How to beat the recession with innovation, not stagnation: why now is the time to ramp up your organization's experimentation effort
Generating meaningful results through CRO and experimentation is tough.
While almost anyone can achieve the odd one-off conversion rate uplift, producing wins with any consistency is another challenge entirely.
What’s more, many CRO practitioners find that even when they do achieve the kinds of results they’re after, their winning variations fail to perform when served to 100% of their traffic.
Thankfully, in our experience, almost all CRO-related difficulties can be traced back to a number of core mistakes. In this post, we’re going to run through a list of the most common (and harmful) ones, explaining what they are and how you can avoid them.
If we’ve done our job right, then by the end of this blog, you should have everything you need to sidestep all of these pitfalls and start driving real, replicable results through CRO and experimentation.
So, to begin: this is our list of mistakes (in no particular order!):
- Starting out too big
- Average build size is too big
- Tests are too small
- Chasing winners
- No hypothesis
- Statistical misunderstandings
- No research
- The flicker effect
- Not tracking guardrail and secondary metrics
- Wrong primary metric
- Over-reliance on best practices, under reliance on testing
- Not digging into segments
- Little or no quality assurance
- Noise of existing customers
- Sitewide redesign
1. Starting out too big
As a general rule, it’s never good to start an experimentation program with an ambitious, resource-intensive experiment. Here’s why:
A few years ago, we began working with a new client – a property listing website. Some early research indicated that their property pages might benefit from the inclusion of a maps feature, which would allow their users to see where each property was geographically located on a map.

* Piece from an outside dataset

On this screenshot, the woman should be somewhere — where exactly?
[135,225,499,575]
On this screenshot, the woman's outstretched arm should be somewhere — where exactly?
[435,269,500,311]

This functionality was quite complicated to build, and required a lot of time spent on development and QA to ensure that everything was functional and user-friendly.
Unfortunately, when we finally launched our experiment, we found that the variation actually produced a negative impact on our primary conversion metric. In fact, many users were actively navigating away from the maps view that we’d created!
This is just the way it goes sometimes. You can never be sure of the impact a change will bring until you’ve tested it. But the mistake we made was sinking too much time and energy into testing a hypothesis that could have been tested using a much simpler, much less resource-expensive experiment.
For example, we could have used a painted door test to gauge demand for this new maps feature. This would have been a much quicker experiment to build, and it would have given us everything we needed to validate – or invalidate – our hypothesis.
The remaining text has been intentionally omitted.